I wanted to prove this via the scalar definition of each element in the matrices; this is, without appealing to simply computing the product for $AB$ and $BA$ and finding they are the same. I was wondering whether my proof is correct (I self-study and have no professors to correct/validate this). More importantly, I want to know whether there are alternative, simpler proofs of this property. This is what I did.
Let $AB=C$. Then $c_{ij}=\sum_{k=1}^n a_{ik}b_{kj}$. Note that because $j \neq i \implies a_{ij}=b_{ij}=0$ then $a_{ik}b_{kj}=0$ whenever $i \neq k \neq j$.

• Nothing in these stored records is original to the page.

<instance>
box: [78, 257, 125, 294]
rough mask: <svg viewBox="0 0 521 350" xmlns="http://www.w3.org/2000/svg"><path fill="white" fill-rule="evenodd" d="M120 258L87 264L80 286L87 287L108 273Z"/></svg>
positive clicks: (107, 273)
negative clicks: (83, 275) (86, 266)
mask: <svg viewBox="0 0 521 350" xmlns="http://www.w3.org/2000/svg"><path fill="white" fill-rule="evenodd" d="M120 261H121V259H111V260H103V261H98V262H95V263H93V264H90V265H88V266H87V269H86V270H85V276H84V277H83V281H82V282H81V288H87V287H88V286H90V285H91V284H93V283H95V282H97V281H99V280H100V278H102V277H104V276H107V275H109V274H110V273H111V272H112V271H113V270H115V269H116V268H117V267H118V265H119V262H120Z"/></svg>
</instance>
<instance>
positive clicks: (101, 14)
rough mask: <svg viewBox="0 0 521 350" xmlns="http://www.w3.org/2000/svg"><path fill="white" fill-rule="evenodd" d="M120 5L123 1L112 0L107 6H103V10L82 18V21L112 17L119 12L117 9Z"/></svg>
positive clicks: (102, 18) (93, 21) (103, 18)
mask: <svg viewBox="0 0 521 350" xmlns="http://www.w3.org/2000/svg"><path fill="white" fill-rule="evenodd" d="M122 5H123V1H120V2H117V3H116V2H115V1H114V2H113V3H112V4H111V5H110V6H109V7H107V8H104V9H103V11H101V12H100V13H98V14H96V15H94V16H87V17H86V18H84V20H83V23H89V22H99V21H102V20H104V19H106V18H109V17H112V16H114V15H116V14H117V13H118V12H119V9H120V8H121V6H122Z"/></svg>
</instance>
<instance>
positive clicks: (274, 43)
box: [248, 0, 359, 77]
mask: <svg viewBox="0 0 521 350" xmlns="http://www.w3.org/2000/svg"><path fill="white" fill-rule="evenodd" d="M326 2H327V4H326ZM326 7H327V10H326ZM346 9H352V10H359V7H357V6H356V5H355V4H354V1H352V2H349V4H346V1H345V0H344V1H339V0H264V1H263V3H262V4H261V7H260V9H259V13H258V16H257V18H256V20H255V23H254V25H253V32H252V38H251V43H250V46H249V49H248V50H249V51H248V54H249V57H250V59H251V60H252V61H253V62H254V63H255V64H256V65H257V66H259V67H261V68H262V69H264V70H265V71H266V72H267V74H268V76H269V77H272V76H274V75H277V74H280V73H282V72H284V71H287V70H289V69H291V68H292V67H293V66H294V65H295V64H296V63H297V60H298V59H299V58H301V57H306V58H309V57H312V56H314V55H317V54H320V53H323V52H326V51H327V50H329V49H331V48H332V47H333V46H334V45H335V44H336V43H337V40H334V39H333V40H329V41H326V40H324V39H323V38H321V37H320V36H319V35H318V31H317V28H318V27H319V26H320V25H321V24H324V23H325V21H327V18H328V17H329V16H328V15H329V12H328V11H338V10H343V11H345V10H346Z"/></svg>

Let $j \neq i$. Then $c_{ij}=a_{i1}b_{1j}+ a_{i2}b_{2j}+ \cdots + a_{ij}b_{ij}+ \cdots +a_{in}b_{nj}$. Notice that because $i \neq j$ every term $a_{ik}b_{kj}$ has at least one factor $0$, since $i=k \implies k\neq j \implies b_{kj}=0$ and $j=k \implies i \neq j \implies a_{ik}=0$. (Of course for $k \neq i \neq j$ both factors are $0$.) Then $c_{ij}=0$.
Let $j=i$. Then $c_{ij}$ has terms $a_{ik}b_{kj}$ that are $0$ when $k \neq i \neq j$, and a single non-null term $a_{ij}b_{ij}=a_{ii}b_{ii}$. Then $c_{ij}=a_{ii}b_{ii}$. Then $C$ is a diagonal matrix with $c_{ii}={a_{ii}b_{ii}}$.
The exact same reasoning goes to show that $BC=C'$ has terms
$$ \begin{cases}c'_{ij}=0 & j \neq i \\ c'_{ij}=b_{ii}a_{ii} & j=i \end{cases} $$
Because $b_{ii}a_{ii}=a_{ii}b_{ii}$ we have $c_{ij}=c'_{ij} \implies AB=BA$.